Chocolate: O chocolate é rico em flavonoides, um tipo de antioxidante que favorece a produção de serotonina. O recomendado são 30 gramas de chocolate por dia. E de preferência ao chocolate amargo, bem menos calórico e mais rico em flavonoides.
Banana: Um estudo feito por pesquisadores do Instituto de Pesquisas de Alimentos e Nutrição das Filipinas comprovou que esta fruta ajuda no combate da depressão e alivia os sintomas da ansiedade. Graças ao alto teor de triptofano qua a fruta carrega, ajudando na produção de serotonina.
Leite, ovos e derivados magros: Eles são uma ótima fonte de um tipo de aminoácido, o triptofano, que alivia os sintomas de ansiedade. Uma vez no cérebro, o triptofano aumenta a produção de serotonina, o hormônio da felicidade, que é um neurotransmissor capaz de relaxar e dar sensação de bem-estar.
Macarrão, arroz e pão integral: São fontes de carboidratos complexos, que viram energia para a realização de atividades.
Café e chá verde: Ricos em cafeína, são estimulantes do sistema nervoso. Beba pelo menos 2 xícaras (50 ml) café e 2 xícaras de chá verde por dia, isso lhe dará mais disposição. Além disso, o chá verde é extremamente saudável e ajuda no emagrecimento, pois é desintoxicante.
Carnes e peixes: Eles são a melhor fonte natural de triptofano, aminoácido que em conjunto com a vitamina B3 e o magnésio produzem serotonina, um neurotransmissor importante no processo do sono, do humor e que regula os níveis de ansiedade. Além disso, as carnes e peixes contêm outro aminoácido chamado taurina. Esta substância aumenta a disponibilidade de um neurotransmissor chamado GABA, que o organismo usa para controlar fisiologicamente a ansiedade.
Chá de camomila: Trata-se de uma erva aromática digestiva, e um tranqüilizante natural que ajuda no tratamento da tensão nervosa, reumatismo, problemas circulatórios, stress, ansiedade, insônias e dores de cabeça etc. Seu efeito calmante é tão poderoso que pode ser utilizado também diretamente no corpo, através do banho das folhas/flores. A erva-cidreira também é um excelente calmante natural que pode ser usado no dia a dia sem restrições.

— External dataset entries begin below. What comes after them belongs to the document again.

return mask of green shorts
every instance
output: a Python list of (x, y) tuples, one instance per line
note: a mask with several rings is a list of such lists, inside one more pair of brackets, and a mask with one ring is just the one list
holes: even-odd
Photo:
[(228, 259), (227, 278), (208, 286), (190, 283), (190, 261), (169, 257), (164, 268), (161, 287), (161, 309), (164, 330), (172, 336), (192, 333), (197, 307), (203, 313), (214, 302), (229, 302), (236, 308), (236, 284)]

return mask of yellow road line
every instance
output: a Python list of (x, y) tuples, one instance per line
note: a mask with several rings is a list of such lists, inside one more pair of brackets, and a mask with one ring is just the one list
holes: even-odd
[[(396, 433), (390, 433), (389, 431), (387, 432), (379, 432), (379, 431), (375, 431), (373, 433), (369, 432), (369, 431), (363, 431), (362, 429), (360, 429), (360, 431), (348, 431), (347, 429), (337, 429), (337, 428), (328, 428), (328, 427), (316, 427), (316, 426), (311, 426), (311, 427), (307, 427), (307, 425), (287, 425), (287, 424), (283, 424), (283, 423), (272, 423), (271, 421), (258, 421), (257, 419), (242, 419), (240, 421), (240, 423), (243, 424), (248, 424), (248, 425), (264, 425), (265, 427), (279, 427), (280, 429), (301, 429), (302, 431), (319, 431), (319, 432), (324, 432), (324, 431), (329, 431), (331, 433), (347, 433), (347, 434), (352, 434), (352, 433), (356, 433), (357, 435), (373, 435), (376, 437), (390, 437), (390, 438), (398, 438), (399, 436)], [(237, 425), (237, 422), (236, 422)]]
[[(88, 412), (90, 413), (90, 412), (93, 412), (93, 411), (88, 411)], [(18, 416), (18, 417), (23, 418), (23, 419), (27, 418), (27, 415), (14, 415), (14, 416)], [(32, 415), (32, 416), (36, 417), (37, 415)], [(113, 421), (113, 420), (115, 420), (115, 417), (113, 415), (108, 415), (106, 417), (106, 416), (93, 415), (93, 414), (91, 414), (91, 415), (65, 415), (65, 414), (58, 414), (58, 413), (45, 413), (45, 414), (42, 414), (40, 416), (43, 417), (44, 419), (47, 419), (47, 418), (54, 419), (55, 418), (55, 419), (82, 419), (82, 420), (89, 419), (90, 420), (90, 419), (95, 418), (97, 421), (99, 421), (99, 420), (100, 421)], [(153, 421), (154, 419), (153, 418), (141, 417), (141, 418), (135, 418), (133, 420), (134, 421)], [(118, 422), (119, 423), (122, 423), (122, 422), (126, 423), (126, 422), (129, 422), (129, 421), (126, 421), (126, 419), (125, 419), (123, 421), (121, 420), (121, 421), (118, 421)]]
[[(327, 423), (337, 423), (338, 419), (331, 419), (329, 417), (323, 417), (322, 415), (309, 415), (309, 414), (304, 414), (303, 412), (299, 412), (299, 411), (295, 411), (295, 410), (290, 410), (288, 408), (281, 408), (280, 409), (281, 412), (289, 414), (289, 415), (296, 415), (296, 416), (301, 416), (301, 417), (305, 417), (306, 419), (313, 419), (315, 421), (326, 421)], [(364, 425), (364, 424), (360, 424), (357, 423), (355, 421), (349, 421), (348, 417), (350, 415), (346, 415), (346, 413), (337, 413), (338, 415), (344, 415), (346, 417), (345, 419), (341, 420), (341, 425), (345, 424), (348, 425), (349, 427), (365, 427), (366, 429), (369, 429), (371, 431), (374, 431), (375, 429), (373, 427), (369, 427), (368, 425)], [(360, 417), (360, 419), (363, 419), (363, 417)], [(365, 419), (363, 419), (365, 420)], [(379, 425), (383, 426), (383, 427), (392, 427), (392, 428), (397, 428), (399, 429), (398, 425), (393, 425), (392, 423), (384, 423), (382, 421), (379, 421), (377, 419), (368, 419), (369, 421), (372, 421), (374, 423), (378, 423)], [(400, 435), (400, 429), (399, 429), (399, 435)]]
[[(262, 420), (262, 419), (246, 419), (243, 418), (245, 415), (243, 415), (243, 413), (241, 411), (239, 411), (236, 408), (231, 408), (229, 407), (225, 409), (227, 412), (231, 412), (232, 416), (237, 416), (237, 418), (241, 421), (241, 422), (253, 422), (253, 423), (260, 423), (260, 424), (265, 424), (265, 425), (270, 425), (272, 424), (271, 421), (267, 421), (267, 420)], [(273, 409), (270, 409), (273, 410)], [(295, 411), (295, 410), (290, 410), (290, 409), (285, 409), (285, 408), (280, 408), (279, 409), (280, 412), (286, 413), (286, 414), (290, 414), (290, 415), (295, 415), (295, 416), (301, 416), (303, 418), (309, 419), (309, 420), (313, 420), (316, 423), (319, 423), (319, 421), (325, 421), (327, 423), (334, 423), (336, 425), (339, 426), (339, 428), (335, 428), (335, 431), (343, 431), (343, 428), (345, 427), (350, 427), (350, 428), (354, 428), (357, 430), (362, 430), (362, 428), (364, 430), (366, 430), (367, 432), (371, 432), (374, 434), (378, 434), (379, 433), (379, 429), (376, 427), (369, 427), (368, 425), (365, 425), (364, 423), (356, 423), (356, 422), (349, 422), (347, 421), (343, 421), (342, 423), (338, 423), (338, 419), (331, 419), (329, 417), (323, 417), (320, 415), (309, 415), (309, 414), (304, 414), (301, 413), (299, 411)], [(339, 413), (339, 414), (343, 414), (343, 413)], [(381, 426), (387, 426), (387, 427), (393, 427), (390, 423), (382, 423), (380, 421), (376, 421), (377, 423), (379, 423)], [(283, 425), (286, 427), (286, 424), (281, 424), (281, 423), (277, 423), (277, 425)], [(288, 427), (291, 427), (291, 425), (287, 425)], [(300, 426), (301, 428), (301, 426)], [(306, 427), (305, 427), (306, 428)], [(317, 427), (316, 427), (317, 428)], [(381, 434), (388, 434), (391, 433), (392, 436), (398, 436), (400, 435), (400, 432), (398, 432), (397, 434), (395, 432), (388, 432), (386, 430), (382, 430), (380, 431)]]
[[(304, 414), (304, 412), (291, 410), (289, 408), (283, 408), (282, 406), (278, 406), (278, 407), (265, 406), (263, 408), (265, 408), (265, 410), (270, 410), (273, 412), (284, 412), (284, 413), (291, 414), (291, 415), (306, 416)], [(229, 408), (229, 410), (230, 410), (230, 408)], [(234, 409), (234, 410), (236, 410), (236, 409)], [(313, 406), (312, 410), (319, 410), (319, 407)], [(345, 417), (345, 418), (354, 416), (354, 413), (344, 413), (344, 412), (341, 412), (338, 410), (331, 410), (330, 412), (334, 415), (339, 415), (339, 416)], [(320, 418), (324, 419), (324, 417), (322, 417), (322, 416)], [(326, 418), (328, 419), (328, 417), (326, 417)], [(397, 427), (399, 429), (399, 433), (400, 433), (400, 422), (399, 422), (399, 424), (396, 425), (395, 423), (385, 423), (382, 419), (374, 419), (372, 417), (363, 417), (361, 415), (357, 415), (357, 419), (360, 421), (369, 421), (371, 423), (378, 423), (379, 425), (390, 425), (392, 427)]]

Aipo: Reduz a liberação de hormônios do estresse que promovem o estreitamento dos vasos. Contém nutrientes que acalmam (niacinamida). Usar 2 a 4 talos ao dia especialmente antes de dormir para ajudar no sono.
Repolho: Rico em vitaminas antioxidantes (A, C , E, betacaroteno e Selenio) que combatem os radicais livres produzidos pelo estresse e ajudam na fabricação da serotonina, melhorando o humor.
Semente de girassol, gergelim e abóbora: Ricas em zinco e proteínas que estimulam o metabolismo de cardoidratos, gerando mais energia.
Escolha, entre estes, seus alimentos preferidos, inclua-os na sua alimentação diária e veja como eles podem fazer toda diferença no combate ao estresse.
E não se esqueça: procure viver de forma leve, resolvendo sempre os problemas da melhor forma. A vida é cheia de contratempos e saber lidar com eles de forma tranquila é fundamental. Sua saúde agradece!